Some others have said that there is no such absolute rule and prejudice must be shown. Yet, some others have applied via media rules. We do not think it necessary in this case to go deeper into these issues. In the ultimate analysis, it may depend on the facts of a particular case.” 14. In the opinion of this Court, the petitioner has not been able to show any prejudice caused to him by not serving the statements of the victims, more so because of the fact that the petitioner in his own statement has made very causal denial and as indicated above, has accepted few of the allegations with some justification. 15. That apart, the principal premises on which the writ petition was structured that is the applicability of the 2013 Act is concerned, this Court is unable to accept the submission of the learned counsel for the petitioner that the action contemplated would come within the purview of the said Act.
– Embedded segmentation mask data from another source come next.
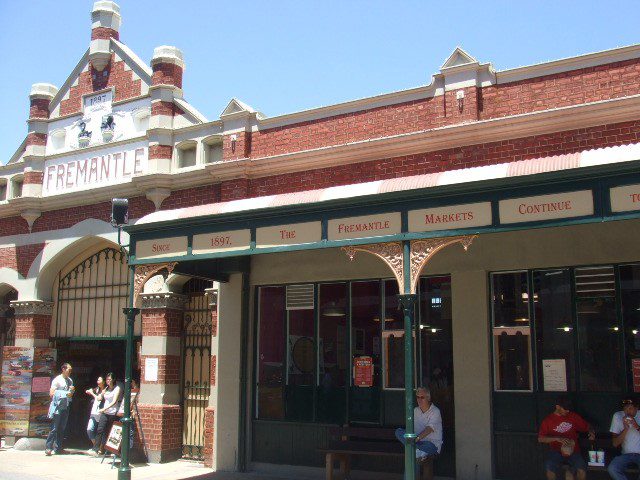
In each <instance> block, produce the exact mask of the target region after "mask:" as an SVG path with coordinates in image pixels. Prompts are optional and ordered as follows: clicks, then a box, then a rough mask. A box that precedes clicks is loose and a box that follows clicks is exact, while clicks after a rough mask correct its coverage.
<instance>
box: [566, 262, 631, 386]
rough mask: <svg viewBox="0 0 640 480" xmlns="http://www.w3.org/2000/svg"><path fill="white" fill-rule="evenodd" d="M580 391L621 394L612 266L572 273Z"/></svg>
mask: <svg viewBox="0 0 640 480" xmlns="http://www.w3.org/2000/svg"><path fill="white" fill-rule="evenodd" d="M575 290H576V324H577V330H578V355H579V364H580V389H581V390H582V391H589V392H617V391H620V390H622V375H621V374H620V372H622V364H621V343H622V342H621V339H622V329H621V328H620V325H619V323H618V316H617V312H616V288H615V273H614V268H613V267H612V266H603V267H586V268H576V269H575Z"/></svg>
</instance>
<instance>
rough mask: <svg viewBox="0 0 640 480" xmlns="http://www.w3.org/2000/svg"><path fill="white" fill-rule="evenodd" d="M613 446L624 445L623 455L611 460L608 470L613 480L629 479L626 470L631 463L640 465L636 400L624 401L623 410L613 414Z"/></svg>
mask: <svg viewBox="0 0 640 480" xmlns="http://www.w3.org/2000/svg"><path fill="white" fill-rule="evenodd" d="M609 430H610V431H611V433H612V434H613V446H614V447H619V446H622V455H618V456H617V457H616V458H614V459H613V460H611V463H610V464H609V467H608V468H607V470H608V471H609V475H611V478H613V480H627V476H626V475H625V473H624V471H625V470H626V469H627V468H629V467H630V466H631V465H636V466H637V467H640V412H638V404H637V402H636V401H634V400H631V399H626V400H623V401H622V411H620V412H616V413H614V414H613V418H612V419H611V428H610V429H609Z"/></svg>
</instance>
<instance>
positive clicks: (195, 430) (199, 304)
mask: <svg viewBox="0 0 640 480" xmlns="http://www.w3.org/2000/svg"><path fill="white" fill-rule="evenodd" d="M212 286H213V285H212V283H211V282H208V281H204V280H200V279H192V280H189V281H188V282H187V283H186V284H185V286H184V289H183V293H184V294H185V295H187V296H188V297H189V300H188V303H187V307H186V309H185V312H184V324H183V329H182V332H183V333H182V344H183V350H182V351H183V363H182V365H183V370H182V408H183V410H182V411H183V422H184V423H183V429H182V432H183V434H182V456H183V457H184V458H191V459H196V460H202V459H203V458H204V415H205V409H206V408H207V405H208V404H209V393H210V385H209V379H210V371H211V309H210V307H209V304H208V301H207V297H206V295H205V292H204V290H205V288H211V287H212Z"/></svg>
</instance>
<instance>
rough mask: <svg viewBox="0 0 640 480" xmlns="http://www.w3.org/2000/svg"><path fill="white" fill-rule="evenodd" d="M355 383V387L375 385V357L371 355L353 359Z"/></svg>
mask: <svg viewBox="0 0 640 480" xmlns="http://www.w3.org/2000/svg"><path fill="white" fill-rule="evenodd" d="M353 385H354V386H355V387H372V386H373V358H372V357H369V356H363V357H356V358H354V359H353Z"/></svg>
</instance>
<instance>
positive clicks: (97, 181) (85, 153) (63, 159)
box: [42, 142, 148, 196]
mask: <svg viewBox="0 0 640 480" xmlns="http://www.w3.org/2000/svg"><path fill="white" fill-rule="evenodd" d="M123 147H125V148H126V149H124V148H123ZM147 163H148V149H147V146H146V142H145V143H142V142H139V143H136V144H132V145H126V146H122V145H121V146H114V147H113V148H109V149H104V150H102V151H100V152H91V153H88V152H78V153H77V154H75V155H72V156H67V155H65V156H64V157H62V158H55V159H52V160H48V161H46V162H45V166H44V185H43V192H42V193H43V196H48V195H58V194H61V193H68V192H74V191H81V190H88V189H92V188H97V187H104V186H107V185H116V184H120V183H125V182H128V181H130V180H131V177H133V176H135V175H141V174H143V173H145V172H146V171H147Z"/></svg>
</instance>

On the other hand, this Court finds force in the submission of the learned Standing Counsel, Health Department that the petitioner does not fall within the definition of ‘employee’ as defined under Section 2 (f) of the 2013 Act. 16. As regards the argument made on behalf of the petitioner regarding the proportionality and the stigma attached for the action of suspension of the petitioner for six months, in the opinion this Court, the same is not a severe punishment in view of the fact that the authorities have the power to rusticate the petitioner from the Institution, which is however not done. 17. In the above facts and circumstances of the case, this Court is of the opinion that the action taken against the petitioner in view of the materials to substantiate the allegations is just and proper and does not require any interference. 18. Accordingly, this Court finds no merit in the writ petition which is accordingly dismissed. 19. No order as to cost.